Ainsi, un effort particulier est mis pour développer des partenariats avec les agriculteurs de l’Est ontarien. C’est l’approche par compétence qui est valorisée dans la nouvelle formule.
« On favorise l’expérience en milieu réel par rapport au milieu simulé.»
Advenant une annonce-surprise sur le financement du campus d’Alfred, La Cité pourrait changer sa position.
« On va revoir nos plans si une bonne nouvelle est annoncée. Nos plans, on les ajuste selon les annonces que l’on a », conclut M. Thibault-Chabot.
Réactions
Alain Lavigne fait partie des agriculteurs qui ont revendiqué un programme d’enseignement agricole en français. Il était aux premières loges lors de l’inauguration du Collège d’Alfred.
Lors de l’ouverture, moi, Jean Poirier et Georges Amyot avions reçu une plaque. Jean, c’est lui qui s’était battu sur le plan politique. Georges avait été demandé par le gouvernement pour mettre ça sur pied au niveau technique. C’est lui qui avait fondé le Collège militaire de St-Jean. Moi, on peut dire que je m’étais imposé parce qu’au début je trouvais que les agriculteurs n’étaient pas impliqués dans le processus. On a formé un groupe avec des gens comme Jean-Claude Dutrizac, Gaston Levac, Louise Miner, Alphonse Lafrance et plusieurs autres. Finalement on est devenu un groupe important et très bien organisé.

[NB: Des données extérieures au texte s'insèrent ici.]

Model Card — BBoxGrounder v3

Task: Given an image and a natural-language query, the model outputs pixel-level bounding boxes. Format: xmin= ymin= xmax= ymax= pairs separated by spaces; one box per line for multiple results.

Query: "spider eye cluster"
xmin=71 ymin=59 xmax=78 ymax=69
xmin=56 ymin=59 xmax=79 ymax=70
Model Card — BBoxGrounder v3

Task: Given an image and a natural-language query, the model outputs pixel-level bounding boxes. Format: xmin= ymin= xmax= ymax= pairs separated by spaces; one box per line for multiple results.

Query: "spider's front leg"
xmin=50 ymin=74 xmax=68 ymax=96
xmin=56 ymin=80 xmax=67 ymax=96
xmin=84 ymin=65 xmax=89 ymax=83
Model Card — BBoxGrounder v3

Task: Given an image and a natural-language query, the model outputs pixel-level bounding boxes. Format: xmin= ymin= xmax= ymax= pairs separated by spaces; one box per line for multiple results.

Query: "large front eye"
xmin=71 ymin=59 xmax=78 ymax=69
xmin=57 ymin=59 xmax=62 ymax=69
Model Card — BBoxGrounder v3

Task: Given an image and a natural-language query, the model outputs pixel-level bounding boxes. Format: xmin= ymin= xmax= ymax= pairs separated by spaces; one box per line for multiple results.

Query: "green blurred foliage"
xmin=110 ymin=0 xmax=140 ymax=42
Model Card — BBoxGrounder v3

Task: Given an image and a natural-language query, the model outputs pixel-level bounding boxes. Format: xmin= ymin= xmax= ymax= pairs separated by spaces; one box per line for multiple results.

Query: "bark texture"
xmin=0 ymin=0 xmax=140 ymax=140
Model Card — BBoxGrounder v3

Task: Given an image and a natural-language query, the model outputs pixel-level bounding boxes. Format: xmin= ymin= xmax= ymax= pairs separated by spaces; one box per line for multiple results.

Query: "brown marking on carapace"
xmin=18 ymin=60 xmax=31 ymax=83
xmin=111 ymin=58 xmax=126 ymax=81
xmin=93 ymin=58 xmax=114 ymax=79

Pour ces agriculteurs, l’important à l’époque c’est d’offrir de la formation aux francophones. Les anglophones sont nettement plus scolarisés et cela a un impact sur la performance de leur entreprise. M. Lavigne souhaite que cette mission éducative demeure une priorité.
« De la façon que je peu comprendre, ils vont plus former des travailleurs agricoles. S’ils vont sur des fermes, c’est beau, tu apprends le côté pratique. Mais les fermiers ne sont pas tous formés en pédagogie. Je suis d’accord avec le côté pratique, mais cela doit être appuyé par une bonne formation théorique. »
La bonne nouvelle toutefois, c’est que la formation continue. « C’est un peu avec un pincement au cœur que j’apprends que le campus d’Alfred n’existera plus, mais ce qu’il faut s’assurer maintenant c’est que l’enseignement sera de qualité. Parce que le besoin, il est là. Je comprends qu’il y a des contraintes financières et qu’il faut en être conscient. Au fond, l’enseignement c’est plus important que le bâtiment, surtout si les gens de la communauté sont impliqués », conclut M. Lavigne.
Ceci dit, il souhaiterait qu’une nouvelle vocation soit trouvée pour ce bâtiment qui fait partie de l’histoire agricole.